In March 1999, the Daily News reported that D’Alessandro owned stock in a partner company in Rasmussen’s second Stadium Naples during his investigation.
Local Republican Party leaders asked the governor to intervene, saying D’Alessandro’s stock ownership raised questions about his probe.
D’Alessandro, a Republican who retired in January 2003 after 33 years as Southwest Florida’s top elected prosecutor, denied he had a conflict.
The Florida Department of Law Enforcement, after conducting a review for Gov. Jeb Bush, suggested that federal prosecutors and the FBI reopen a criminal probe into Stadium Naples. Investigators found that D’Alessandro bought stock from brokers at A.S. Goldmen & Co. during his investigation, creating the appearance of a conflict of interest.
In July 1999, New York authorities indicted A.S. Goldmen owner Anthony Marchiano, a Naples resident, in a massive stock fraud scheme that implicated Rasmussen’s second Stadium Naples proposal the one in which D’Alessandro held an indirect stock interest. Later in July 2001, a Manhattan jury convicted Marchiano of racketeering.

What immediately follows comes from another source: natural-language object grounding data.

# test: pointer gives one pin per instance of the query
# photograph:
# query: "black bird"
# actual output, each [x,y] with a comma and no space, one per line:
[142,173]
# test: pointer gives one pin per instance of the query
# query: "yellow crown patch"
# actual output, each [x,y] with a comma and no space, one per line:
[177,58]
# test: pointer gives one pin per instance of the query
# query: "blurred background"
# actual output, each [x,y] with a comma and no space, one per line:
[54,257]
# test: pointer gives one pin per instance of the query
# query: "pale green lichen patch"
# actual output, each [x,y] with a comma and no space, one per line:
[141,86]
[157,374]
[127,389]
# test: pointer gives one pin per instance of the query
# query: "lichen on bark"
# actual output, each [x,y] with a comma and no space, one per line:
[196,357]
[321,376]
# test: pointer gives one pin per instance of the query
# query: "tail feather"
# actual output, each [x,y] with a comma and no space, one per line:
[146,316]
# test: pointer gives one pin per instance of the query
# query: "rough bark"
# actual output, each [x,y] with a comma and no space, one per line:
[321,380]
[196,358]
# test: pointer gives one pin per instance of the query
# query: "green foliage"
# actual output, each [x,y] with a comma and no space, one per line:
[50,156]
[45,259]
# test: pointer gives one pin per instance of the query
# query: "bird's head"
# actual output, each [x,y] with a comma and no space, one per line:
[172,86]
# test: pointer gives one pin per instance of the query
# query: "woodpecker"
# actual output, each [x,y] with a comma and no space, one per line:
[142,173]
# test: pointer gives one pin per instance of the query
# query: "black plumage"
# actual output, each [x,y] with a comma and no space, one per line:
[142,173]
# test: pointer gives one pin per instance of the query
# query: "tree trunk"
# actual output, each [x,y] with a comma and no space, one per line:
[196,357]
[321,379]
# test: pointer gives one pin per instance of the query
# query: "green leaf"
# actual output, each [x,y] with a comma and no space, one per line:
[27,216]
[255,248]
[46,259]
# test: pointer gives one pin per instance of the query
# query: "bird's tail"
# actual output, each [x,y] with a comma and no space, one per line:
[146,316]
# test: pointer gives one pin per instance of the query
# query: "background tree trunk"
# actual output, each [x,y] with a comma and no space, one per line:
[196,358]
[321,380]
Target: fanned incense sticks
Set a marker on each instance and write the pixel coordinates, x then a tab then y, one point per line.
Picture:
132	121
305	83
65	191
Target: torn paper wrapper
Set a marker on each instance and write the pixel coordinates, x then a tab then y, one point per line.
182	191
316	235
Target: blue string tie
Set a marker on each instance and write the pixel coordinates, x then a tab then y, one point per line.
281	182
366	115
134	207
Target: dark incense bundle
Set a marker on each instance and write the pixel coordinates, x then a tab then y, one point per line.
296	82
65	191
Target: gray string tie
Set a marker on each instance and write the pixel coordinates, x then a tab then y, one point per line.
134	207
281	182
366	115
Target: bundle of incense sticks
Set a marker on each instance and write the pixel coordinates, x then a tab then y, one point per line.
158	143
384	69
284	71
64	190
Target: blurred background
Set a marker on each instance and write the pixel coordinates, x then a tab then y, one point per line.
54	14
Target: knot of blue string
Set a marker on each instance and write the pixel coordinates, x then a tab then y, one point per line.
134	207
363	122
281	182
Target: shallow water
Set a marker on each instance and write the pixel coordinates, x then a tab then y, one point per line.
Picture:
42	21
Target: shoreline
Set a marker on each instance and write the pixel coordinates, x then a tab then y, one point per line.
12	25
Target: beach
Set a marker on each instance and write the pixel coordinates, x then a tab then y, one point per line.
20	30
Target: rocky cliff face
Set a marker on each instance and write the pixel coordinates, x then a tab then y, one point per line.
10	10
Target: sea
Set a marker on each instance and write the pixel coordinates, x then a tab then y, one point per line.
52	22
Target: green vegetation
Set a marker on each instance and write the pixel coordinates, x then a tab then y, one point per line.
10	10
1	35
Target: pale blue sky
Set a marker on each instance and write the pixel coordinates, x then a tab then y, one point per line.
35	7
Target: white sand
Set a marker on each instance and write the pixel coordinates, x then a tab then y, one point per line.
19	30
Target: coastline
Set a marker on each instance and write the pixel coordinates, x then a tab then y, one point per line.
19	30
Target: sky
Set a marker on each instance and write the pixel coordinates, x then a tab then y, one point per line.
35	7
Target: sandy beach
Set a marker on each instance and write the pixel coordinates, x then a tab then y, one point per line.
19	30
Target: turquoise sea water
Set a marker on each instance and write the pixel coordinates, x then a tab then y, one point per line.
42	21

He is serving up to 30 years in prison.
FDLE investigators concluded D’Alessandro’s probe wasn’t compromised, but said more investigation into the relationship between Norris and Rasmussen was warranted.

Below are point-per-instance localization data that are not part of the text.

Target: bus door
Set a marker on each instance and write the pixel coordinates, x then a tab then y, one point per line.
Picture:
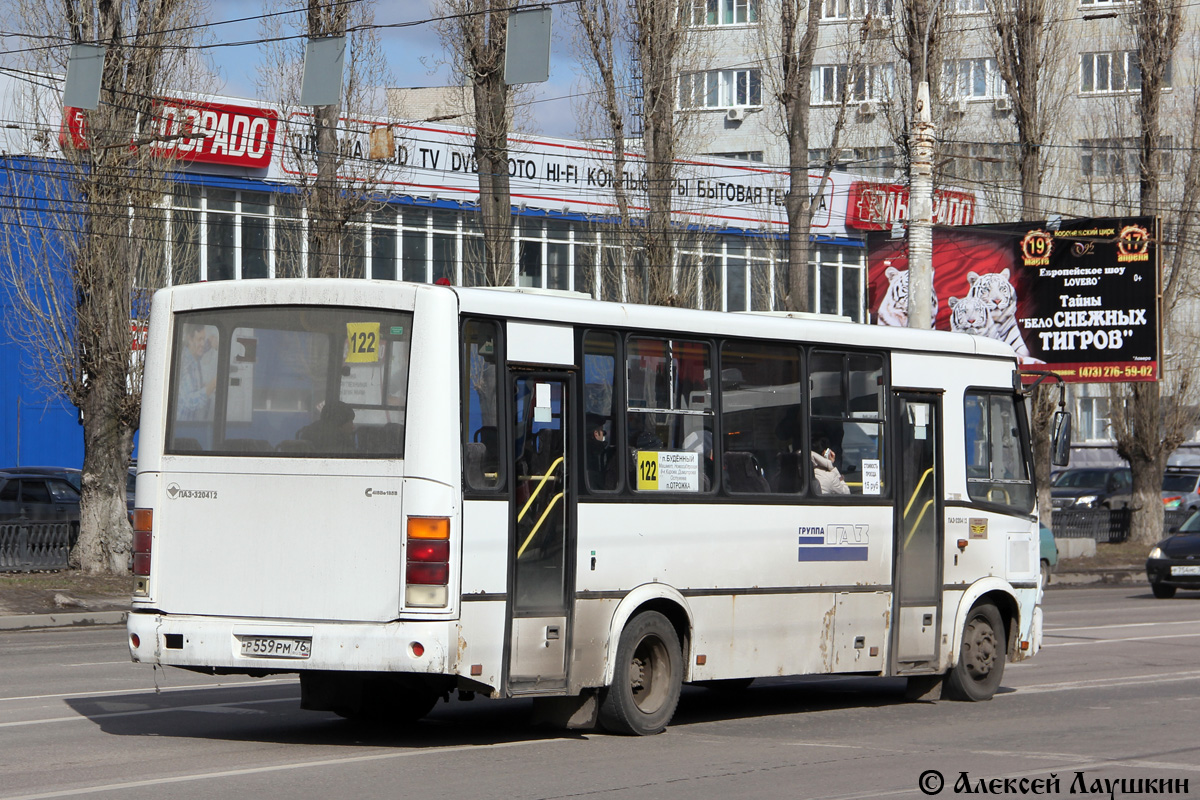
918	533
543	540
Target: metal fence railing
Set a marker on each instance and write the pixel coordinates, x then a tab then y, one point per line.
28	546
1102	524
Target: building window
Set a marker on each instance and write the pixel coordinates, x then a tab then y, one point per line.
1119	157
972	78
855	8
873	162
978	161
1113	72
832	83
1093	419
742	155
720	89
724	12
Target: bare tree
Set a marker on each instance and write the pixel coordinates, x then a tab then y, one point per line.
337	184
1149	421
84	235
1030	46
475	31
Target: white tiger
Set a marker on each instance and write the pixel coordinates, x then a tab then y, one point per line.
996	293
894	307
970	316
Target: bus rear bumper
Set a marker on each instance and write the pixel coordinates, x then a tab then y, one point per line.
256	647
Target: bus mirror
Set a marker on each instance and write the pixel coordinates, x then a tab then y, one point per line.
1060	440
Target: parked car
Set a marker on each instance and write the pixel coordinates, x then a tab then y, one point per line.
37	497
1049	554
1175	561
1181	488
1092	487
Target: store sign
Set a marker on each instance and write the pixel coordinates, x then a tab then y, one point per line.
877	206
1079	299
196	132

Later, in February 2000, Mobley confessed his hedge fund scheme to officials at the Securities and Exchange Commission, a revelation that ignited another FBI probe. Numerous Naples families were swindled in Mobley’s $120 million Maricopa Investments scheme that cost investors more than $60 million.

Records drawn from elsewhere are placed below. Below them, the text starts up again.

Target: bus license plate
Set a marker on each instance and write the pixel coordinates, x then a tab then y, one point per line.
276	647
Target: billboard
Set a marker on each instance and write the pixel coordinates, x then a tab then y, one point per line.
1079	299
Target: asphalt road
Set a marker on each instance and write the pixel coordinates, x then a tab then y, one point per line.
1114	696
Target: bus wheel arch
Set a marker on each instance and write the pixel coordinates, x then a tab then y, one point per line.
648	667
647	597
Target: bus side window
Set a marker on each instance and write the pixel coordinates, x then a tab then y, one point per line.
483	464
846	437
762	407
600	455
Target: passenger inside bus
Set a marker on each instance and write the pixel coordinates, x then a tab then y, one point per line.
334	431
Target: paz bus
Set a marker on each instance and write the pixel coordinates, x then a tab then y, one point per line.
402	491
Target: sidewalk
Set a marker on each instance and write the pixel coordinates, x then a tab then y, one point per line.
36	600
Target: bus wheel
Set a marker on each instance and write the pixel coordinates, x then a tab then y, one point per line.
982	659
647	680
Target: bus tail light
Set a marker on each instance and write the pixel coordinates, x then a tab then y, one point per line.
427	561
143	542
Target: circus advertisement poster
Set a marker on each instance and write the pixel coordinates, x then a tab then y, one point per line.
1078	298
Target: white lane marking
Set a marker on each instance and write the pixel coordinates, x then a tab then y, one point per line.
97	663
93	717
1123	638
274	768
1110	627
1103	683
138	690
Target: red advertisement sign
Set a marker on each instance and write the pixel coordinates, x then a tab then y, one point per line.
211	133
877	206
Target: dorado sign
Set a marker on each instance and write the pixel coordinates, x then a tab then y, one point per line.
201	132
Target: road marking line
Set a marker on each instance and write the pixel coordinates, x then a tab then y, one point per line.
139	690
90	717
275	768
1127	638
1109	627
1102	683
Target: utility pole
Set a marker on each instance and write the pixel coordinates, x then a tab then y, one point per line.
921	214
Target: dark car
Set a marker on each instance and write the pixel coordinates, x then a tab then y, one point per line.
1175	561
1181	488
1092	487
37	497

Certain to face significant prison time in the wake of his confession, Mobley began cooperating with authorities on the Stadium Naples corruption case and is slated to be the prosecution’s star witness.
In May 2000, Norris entered a settlement with Florida’s Commission on Ethics in which he admitted accepting unauthorized compensation, misusing his office, voting in conflict and taking an illegal gift from a lobbyist.
As part of his settlement, he agreed to pay a $35,000 fine. News of the settlement sparked calls for his suspension by the governor, a move that would have cost him a $12,000-a-year state pension.
He sought to back out of the Ethics Commission settlement, but the appointed panel refused.
The next day, prosecutors from D’Alessandro’s office charged Norris with peddling his influence, or accepting unlawful compensation or reward for official behavior. Prosecutors said Norris’ admissions in the ethics case weighed in the decision to bring criminal charges, a fact that later prompted Norris to file a malpractice suit against the Tallahassee attorney who represented him in the ethics case.
Later, prosecutors added racketeering, conspiracy and unlawful compensation charges against Norris. As their investigation snowballed, prosecutors charged Constantine with racketeering and influence peddling charges in connection with his $100,000 business loan from Mobley that was never paid back.
In December 2000, prosecutors charged Bob Hardy, one of Collier’s most prominent developers, with conducting a conspiracy to give payoffs to Norris and Constantine. Prosecutors added a charge that Hardy paid Norris a $3,750 finder’s fee on a Hardy real estate deal that was eventually supposed to net Norris $127,500.
In early 2001, defense attorneys filed motions asking acting Judge Lauren Miller to throw D’Alessandro off the prosecution for a conflict of interest on his earlier Stadium Naples related stock buys.
Miller took D’Alessandro to task in a scathing opinion and threw him off the case. In April 2001, Gov. Bush appointed Miami-Dade State Attorney Katherine Fernandez Rundle as special prosecutor and Rundle put Assistant State Attorney Michael Von Zamft in charge. FDLE assisted in a renewed investigation that resulted in Von Zamft filing criminal charges against 10 defendants on Oct. 11, 2001.
In all, eight of the 10 defendants have pleaded guilty or no contest to reduced or related charges. Only Constantine has served jail time.
On Monday, the trial of Norris and Paul Hardy is scheduled to begin in Sarasota.